How many fairytales are set in the woods?
I knew Germany had a lot of woodland, but on the decent into Frankfurt airport it became very obvious, with lush, green patches of trees dotted everywhere. It was a stark contrast after leaving Birmingham; as the sprawl of the city fell behind us, the scenery transformed into scarily regular patchwork fields as far as the eye could see.
We went on walks in a couple of forests, one near my cousin’s home, and the other in the ‘Saarschleife,’ which is said to be one of the most beautiful and picturesque places in the Saarland province, in the south west of the country. Well…just look at that view, whoever made this claim wasn’t wrong!

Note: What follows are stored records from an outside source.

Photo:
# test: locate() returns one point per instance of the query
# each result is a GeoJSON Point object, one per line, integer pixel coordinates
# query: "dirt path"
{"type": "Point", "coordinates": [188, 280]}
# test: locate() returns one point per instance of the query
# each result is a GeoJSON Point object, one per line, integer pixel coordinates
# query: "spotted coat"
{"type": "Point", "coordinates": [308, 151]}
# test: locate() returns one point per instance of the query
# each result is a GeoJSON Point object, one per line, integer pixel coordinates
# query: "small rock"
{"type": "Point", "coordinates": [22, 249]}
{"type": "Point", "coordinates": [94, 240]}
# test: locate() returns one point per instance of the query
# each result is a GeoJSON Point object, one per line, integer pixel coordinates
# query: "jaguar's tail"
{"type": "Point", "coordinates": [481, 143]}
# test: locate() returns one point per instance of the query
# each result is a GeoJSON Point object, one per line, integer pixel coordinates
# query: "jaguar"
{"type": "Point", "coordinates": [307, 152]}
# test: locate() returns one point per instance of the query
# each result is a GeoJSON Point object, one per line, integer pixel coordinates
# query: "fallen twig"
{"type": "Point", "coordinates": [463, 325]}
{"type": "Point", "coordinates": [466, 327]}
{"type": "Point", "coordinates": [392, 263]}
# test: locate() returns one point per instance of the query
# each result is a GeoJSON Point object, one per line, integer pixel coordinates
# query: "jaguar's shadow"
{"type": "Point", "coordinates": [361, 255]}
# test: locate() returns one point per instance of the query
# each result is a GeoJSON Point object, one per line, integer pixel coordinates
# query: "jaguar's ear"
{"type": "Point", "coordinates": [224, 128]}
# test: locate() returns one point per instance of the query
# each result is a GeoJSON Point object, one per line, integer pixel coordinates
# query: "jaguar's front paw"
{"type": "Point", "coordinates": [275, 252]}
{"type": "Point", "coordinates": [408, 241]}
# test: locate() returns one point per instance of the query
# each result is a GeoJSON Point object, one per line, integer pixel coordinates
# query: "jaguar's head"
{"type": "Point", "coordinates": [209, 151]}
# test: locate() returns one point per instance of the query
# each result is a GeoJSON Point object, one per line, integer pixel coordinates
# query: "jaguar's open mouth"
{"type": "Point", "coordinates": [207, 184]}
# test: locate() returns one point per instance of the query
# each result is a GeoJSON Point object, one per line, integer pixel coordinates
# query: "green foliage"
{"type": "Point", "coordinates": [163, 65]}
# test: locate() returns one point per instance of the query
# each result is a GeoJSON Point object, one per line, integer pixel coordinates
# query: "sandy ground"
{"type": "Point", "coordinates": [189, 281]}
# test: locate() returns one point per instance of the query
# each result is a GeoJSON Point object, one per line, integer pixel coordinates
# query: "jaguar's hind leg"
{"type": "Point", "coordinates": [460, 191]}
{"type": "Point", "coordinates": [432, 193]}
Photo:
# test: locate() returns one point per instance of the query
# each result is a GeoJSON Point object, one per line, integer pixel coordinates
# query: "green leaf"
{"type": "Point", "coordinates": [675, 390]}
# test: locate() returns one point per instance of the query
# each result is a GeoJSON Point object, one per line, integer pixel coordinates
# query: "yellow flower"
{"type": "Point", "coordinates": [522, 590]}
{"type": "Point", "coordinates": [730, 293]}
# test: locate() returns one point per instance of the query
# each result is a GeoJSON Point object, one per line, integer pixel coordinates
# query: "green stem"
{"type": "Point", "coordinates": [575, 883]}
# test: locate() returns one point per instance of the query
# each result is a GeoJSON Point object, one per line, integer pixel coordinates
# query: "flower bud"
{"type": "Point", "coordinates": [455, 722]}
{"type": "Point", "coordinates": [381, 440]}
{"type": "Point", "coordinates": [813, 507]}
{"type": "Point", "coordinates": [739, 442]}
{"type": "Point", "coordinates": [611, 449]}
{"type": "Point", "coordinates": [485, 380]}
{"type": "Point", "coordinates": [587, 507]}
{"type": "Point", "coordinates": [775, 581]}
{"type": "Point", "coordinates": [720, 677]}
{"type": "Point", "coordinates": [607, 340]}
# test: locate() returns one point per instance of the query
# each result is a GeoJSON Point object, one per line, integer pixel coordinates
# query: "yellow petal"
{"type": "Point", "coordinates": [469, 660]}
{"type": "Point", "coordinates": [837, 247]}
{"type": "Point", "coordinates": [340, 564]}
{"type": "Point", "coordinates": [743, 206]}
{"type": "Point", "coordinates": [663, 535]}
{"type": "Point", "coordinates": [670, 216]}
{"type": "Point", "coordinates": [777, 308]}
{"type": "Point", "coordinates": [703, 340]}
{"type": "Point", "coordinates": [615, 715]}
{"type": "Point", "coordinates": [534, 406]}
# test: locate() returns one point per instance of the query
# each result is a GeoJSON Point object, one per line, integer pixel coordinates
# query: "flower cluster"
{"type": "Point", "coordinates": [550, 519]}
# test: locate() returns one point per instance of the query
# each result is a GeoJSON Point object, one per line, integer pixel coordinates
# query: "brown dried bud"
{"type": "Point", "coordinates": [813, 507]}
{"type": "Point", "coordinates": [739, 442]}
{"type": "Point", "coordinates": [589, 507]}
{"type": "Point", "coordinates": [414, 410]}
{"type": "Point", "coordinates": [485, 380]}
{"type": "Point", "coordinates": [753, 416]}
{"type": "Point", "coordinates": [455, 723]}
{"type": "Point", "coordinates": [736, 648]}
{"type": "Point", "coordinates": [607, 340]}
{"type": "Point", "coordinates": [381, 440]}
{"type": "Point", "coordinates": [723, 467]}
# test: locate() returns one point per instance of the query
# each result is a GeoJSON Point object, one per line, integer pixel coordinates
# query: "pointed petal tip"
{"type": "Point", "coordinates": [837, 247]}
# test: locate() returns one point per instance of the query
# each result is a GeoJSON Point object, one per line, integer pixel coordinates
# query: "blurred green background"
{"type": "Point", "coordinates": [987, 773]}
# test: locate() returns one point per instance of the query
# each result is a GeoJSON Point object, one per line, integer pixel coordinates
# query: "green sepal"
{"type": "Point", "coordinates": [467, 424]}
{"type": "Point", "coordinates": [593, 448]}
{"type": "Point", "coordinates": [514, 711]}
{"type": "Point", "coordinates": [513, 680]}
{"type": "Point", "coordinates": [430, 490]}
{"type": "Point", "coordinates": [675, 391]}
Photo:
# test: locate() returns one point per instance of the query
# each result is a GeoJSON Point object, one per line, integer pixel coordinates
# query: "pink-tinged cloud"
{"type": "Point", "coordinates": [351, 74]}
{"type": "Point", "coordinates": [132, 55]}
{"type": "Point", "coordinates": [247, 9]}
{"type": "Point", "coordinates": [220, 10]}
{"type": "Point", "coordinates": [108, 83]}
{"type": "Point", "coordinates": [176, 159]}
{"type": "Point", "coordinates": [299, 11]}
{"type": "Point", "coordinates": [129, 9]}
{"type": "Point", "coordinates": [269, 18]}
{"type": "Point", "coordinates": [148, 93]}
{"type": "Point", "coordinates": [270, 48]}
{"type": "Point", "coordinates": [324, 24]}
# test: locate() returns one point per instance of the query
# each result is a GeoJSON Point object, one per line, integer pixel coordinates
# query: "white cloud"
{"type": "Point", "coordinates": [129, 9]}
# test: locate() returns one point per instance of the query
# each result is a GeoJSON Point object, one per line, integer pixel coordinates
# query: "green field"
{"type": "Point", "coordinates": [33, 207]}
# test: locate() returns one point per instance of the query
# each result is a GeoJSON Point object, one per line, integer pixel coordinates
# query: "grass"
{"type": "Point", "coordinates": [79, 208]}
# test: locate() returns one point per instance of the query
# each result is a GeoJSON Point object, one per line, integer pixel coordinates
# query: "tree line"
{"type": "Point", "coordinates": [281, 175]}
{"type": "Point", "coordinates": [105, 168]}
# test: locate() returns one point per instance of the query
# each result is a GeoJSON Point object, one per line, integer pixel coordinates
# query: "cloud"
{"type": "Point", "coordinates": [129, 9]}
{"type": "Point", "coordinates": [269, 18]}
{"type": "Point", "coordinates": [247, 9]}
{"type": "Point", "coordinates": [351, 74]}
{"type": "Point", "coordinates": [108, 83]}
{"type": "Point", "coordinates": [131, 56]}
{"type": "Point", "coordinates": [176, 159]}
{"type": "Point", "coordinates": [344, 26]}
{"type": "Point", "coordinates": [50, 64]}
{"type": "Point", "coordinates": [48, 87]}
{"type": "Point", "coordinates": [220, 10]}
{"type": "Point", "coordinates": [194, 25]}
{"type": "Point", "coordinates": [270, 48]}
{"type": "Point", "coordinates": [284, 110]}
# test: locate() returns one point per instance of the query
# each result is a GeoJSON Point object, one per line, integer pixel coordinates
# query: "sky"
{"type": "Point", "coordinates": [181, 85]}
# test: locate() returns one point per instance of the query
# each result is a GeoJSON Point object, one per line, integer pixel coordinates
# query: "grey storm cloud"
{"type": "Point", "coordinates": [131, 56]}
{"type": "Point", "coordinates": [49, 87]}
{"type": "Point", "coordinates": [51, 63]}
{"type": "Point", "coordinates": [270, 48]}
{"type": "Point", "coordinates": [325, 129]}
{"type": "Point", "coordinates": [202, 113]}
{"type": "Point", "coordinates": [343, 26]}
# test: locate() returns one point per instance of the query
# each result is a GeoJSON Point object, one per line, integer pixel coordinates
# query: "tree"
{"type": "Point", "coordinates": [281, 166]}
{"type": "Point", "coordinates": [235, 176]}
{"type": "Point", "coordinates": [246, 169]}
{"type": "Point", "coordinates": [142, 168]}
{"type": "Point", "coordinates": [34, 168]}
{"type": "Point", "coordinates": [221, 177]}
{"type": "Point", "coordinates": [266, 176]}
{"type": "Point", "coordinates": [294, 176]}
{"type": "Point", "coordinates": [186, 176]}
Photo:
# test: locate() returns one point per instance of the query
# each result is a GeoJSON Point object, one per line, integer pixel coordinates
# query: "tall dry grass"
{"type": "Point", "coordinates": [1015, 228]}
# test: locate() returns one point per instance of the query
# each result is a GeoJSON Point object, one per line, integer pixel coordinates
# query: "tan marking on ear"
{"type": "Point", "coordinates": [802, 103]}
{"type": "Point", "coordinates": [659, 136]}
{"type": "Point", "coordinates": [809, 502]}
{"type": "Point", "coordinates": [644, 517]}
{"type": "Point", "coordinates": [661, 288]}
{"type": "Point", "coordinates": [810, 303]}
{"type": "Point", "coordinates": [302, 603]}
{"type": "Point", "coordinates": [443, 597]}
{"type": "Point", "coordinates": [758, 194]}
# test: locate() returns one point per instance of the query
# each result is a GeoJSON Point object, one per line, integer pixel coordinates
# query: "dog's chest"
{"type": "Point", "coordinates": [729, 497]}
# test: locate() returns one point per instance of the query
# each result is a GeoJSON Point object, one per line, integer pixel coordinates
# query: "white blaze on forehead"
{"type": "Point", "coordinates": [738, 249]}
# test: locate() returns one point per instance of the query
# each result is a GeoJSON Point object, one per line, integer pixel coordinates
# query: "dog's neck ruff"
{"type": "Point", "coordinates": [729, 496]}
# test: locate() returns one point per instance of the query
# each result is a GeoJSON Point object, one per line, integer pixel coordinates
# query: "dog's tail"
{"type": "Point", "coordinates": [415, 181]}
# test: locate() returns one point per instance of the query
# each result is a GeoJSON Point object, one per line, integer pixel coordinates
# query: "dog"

|What an inspiring view! It is easy to see why German forests are the setting for many Grimm Brothers' fairy tales...|
The Saarschleife also boasted an ‘enchanted forest’ for children, full of popular fairy tale characters in, I suppose, an authentic setting. The main part of this forest was closed, but I did find a large monument to ‘Hans in Luck’, a wonderful tale by the Grimm brothers.
Although the characters were cartoons and it was meant to be an attraction for children, there was an underlying sinister feel that, for me, served as a reminder that these tales were often not originally happily-ever-after stories. And certainly not for children…
There is a power in the forests in Germany. They are nothing like the woodlands in England, which seem tame and quaint, full of bluebells in Spring, and where you could imagine Winnie The Pooh larking around. These forests are vast, the trees creak eerily, and you don’t have to look too far ahead, amongst the trunks, before it all goes dark.